Towards evening they arrived at the place where the dance was to be. It was in a very deep canyon. They had to go down a steep, dangerous, zigzag trail. The Navaho lived well there; they had good homes and near by some peach orchards. During the night they had their dance. They had prepare-d a great deal of food of different kinds of meat, and thus they were eating, and during the night they had their Katcina dance. There were a great many Katcinas that had masks on. The people were camped in a circle and had camp-fires, and in the center of the circle was the dance. When they were performing the fifth dance a light was seen in the distance and a big star was rising that came down and fell down near the line of dancers, right in front of the head dancer.
The Navaho are very much afraid of something happening, so when his star fell down they all jumped on their ponies and began to scatter. Hereupon a great noise was heard west of the camp. The Oraíbi had arrived to make a raid on the Navaho, but not the Oraíbi from the present village. They then lived a little farther west, where there are some ruins now (the name of which the narrator cannot give). A great battle then ensued, but the Navaho were driven back out of the canyon, because they tried to protect their wives and children.
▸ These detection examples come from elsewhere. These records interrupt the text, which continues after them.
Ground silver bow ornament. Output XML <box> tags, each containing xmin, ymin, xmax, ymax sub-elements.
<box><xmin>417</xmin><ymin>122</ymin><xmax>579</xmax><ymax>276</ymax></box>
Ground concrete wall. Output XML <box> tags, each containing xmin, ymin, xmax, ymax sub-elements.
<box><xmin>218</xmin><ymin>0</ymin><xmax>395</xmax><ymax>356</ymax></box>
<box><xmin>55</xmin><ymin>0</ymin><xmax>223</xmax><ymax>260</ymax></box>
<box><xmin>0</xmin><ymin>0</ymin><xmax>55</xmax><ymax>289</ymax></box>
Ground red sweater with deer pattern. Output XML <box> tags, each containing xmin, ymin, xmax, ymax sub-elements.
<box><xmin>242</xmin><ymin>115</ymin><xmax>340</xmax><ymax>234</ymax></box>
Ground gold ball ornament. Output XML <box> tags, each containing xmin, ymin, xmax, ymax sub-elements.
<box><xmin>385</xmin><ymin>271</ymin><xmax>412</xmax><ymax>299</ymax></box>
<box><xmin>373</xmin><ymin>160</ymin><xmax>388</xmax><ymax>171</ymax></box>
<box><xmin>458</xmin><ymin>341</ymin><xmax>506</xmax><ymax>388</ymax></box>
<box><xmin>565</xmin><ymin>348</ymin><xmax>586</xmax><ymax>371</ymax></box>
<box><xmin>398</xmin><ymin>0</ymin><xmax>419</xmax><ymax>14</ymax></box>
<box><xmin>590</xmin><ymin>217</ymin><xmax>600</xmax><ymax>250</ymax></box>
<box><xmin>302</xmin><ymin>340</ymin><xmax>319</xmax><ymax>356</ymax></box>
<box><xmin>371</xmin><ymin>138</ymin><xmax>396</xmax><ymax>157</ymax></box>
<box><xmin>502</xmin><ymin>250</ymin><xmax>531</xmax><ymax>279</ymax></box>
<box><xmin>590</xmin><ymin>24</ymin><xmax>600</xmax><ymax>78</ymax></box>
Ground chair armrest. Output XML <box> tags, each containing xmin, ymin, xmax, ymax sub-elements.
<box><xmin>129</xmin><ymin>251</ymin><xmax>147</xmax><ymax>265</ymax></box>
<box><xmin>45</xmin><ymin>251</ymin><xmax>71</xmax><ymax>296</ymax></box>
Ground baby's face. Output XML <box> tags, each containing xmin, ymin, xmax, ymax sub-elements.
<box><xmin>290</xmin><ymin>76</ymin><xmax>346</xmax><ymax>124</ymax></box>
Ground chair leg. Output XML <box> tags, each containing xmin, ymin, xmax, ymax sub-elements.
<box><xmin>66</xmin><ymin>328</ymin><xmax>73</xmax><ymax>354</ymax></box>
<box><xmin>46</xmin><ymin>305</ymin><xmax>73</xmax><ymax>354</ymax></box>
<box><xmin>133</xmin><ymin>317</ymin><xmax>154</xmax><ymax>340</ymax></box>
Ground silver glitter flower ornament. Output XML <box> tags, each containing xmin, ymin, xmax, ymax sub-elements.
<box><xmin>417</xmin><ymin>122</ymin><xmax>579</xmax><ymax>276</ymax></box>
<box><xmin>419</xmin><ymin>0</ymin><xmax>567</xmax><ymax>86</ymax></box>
The Navaho, it seems, had used poisoned arrows. The Hopi say that the way the Navaho prepared these arrows was as follows: They would suspend a rattlesnake and place a vessel under it, into which the putrid matter from the decaying rattlesnake dropped. They would mix with this matter poison that they had extracted from the fangs of the rattlesnakes, and with this stuff they would poison their arrows. But the Hopi say that in that battle it often happened that the Hopi would procure the bows and arrows of slain Navaho, and thus shoot their enemies with those poisoned arrows, so that the Navaho were paid back in their own coin, and the Hopi repeat in this connection that a great many Navaho died from these poisoned arrows because their bodies were entirely unprotected, while the bodies of the Hopi were well wrapped with buckskins, which furnished a good protection against the arrows.
The Hopi followed them, shooting principally with reed arrows, and killing a great many of them. Only a few finally escaped to their homes, and that is the reason why the Navaho, when they have a dance now, always put out some watchers to look out for intruders.